RAILWAY GAZETTE TV: With demand for passenger and freight movement by rail projected to rise significantly over the coming 20 years, infrastructure managers and train operators across Europe are facing the challenge of squeezing extra capacity from busy networks and building new lines despite financial constraints.
Railway Gazette International held its second live debate on Wednesday November 2, which addressed the capacity challenges confronting the European railway industry. The webinar and associated live wavecast comments are now available to view on our website
Moderated by Editor-in-Chief Chris Jackson, the webinar comprised Elaine Holt, Chairman of UK inter-city operator East Coast, Lord Tony Berkeley, Chairman of the Rail Freight Group and a past President of the European Rail Freight Association, William Barter, a Fellow of the Institution of Railway Operators, and Ted Stephens, Rail & Transit Solutions Executive at Bentley Systems.

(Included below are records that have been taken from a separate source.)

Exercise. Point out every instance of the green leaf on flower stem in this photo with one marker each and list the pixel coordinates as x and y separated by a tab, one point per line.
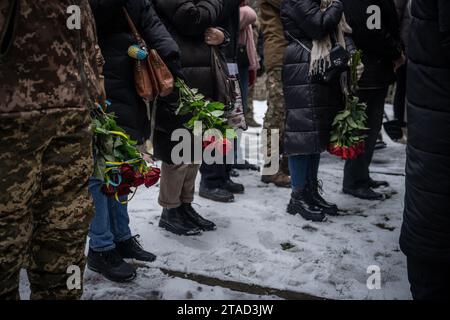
199	97
217	113
334	138
351	123
215	106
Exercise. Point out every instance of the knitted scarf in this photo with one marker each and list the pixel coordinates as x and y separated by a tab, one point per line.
320	52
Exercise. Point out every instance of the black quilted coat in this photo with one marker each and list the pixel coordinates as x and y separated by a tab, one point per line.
187	21
426	229
115	38
311	107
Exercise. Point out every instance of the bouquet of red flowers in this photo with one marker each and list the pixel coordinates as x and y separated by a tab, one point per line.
210	114
118	163
347	140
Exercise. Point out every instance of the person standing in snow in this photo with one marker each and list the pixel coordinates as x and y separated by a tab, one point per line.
382	55
425	235
111	240
404	15
193	25
274	46
49	81
311	105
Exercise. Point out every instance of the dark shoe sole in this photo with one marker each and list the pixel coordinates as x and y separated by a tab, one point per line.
167	226
279	185
235	192
383	185
378	198
331	212
291	210
227	200
119	280
153	259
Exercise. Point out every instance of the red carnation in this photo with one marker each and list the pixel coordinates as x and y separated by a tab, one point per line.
208	140
108	190
352	152
123	189
152	177
138	179
224	146
127	173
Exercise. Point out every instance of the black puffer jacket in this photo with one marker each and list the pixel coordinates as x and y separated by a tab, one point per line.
311	107
380	47
187	21
230	22
426	227
115	38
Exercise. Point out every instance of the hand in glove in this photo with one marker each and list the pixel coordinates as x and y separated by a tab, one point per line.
359	70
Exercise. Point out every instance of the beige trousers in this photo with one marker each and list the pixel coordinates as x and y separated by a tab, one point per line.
177	184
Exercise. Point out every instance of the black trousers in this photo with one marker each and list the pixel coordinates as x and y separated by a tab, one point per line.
356	172
400	95
429	280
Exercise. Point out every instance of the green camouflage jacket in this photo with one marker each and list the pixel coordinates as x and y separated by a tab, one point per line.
46	62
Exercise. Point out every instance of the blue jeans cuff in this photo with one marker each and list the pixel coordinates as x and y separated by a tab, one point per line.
123	238
104	249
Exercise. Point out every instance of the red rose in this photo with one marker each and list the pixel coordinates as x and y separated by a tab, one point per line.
345	153
352	152
123	189
224	146
152	177
127	173
335	150
108	190
138	180
361	147
208	140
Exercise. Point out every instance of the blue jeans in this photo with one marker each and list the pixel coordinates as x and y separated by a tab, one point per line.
243	80
304	169
111	220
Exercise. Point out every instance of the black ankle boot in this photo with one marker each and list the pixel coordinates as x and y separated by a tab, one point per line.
111	265
197	219
301	204
175	221
314	190
132	249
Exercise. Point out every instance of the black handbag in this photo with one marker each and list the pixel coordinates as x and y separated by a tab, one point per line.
242	58
339	61
227	90
339	58
223	85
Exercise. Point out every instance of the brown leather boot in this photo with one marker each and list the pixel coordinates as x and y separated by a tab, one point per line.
279	179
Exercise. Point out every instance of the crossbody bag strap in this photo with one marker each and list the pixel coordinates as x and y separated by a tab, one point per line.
134	30
299	42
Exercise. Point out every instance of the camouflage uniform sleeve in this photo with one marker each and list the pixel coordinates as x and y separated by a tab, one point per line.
275	3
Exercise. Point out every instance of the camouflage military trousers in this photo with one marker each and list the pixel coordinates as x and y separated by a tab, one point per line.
275	115
45	207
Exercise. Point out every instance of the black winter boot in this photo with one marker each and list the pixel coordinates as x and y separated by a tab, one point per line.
111	265
216	194
300	204
234	187
314	190
175	221
132	249
197	219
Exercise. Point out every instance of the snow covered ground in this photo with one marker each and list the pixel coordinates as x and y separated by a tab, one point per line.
328	260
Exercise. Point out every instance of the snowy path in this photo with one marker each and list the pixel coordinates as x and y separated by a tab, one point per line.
328	260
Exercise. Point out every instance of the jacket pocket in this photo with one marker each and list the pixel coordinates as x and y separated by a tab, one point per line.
8	29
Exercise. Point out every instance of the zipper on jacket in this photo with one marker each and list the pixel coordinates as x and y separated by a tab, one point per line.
82	71
10	27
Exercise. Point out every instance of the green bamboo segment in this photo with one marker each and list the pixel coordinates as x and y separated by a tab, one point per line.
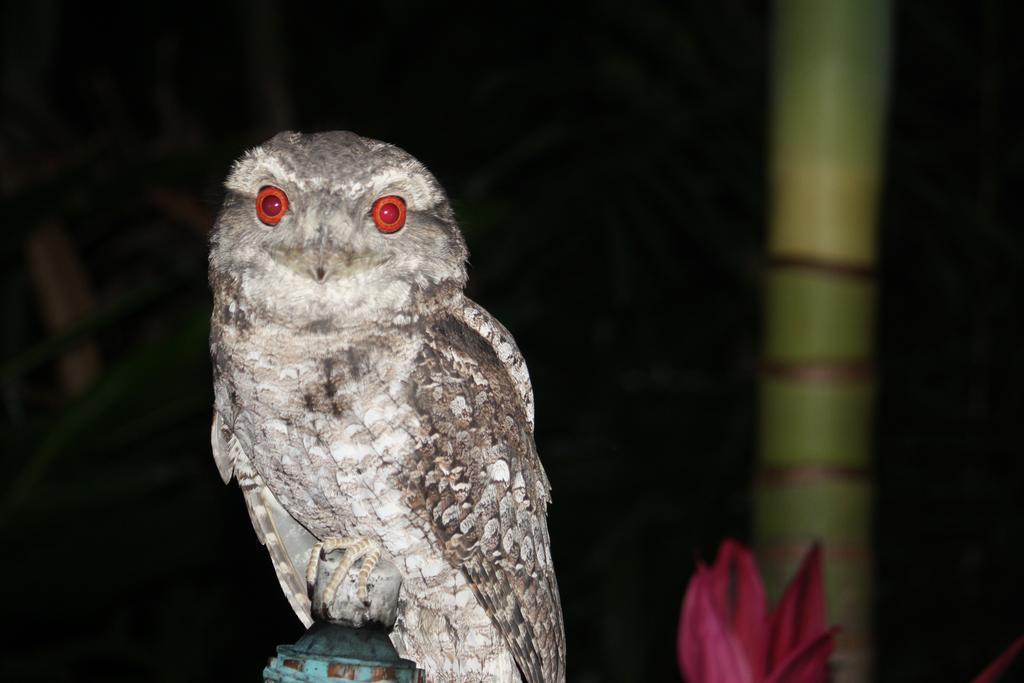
830	70
816	392
814	423
817	315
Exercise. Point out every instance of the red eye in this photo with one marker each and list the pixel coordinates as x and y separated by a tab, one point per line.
389	213
271	205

Key discussion points centred on finding the right balance between competing rail users, especially balancing the demand from freight and passenger operators. Whilst Lord Berkeley expressed concern about the marginalisation of freight at busy nodes, Holt responded that the prospect of pathing more freight trains over the London – Edinburgh East Coast Main Line ‘fills me with horror, to be quite frank’.
The panel recognised the importance of grouping services by speed to make best use of capacity, but agreed that this added to the difficulty of serving intermediate market. The speakers were doubtful about the extent to which ETCS and other advanced train control technologies could enhance capacity, although Barter saw real potential for equipping the congested North London Line to improve loadings and help to manage the flow of intermodal freight and high-frequency commuter services.
Automated condition monitoring and data analysis were advocated by Stephens as a means of ensuring maintenance becomes more efficient and possessions minimised, with train-borne measuring equipment offering particular benefits. ‘You don’t need to be on the track to monitor its condition — the railway needs to move towards this technology’, Stephens recommended.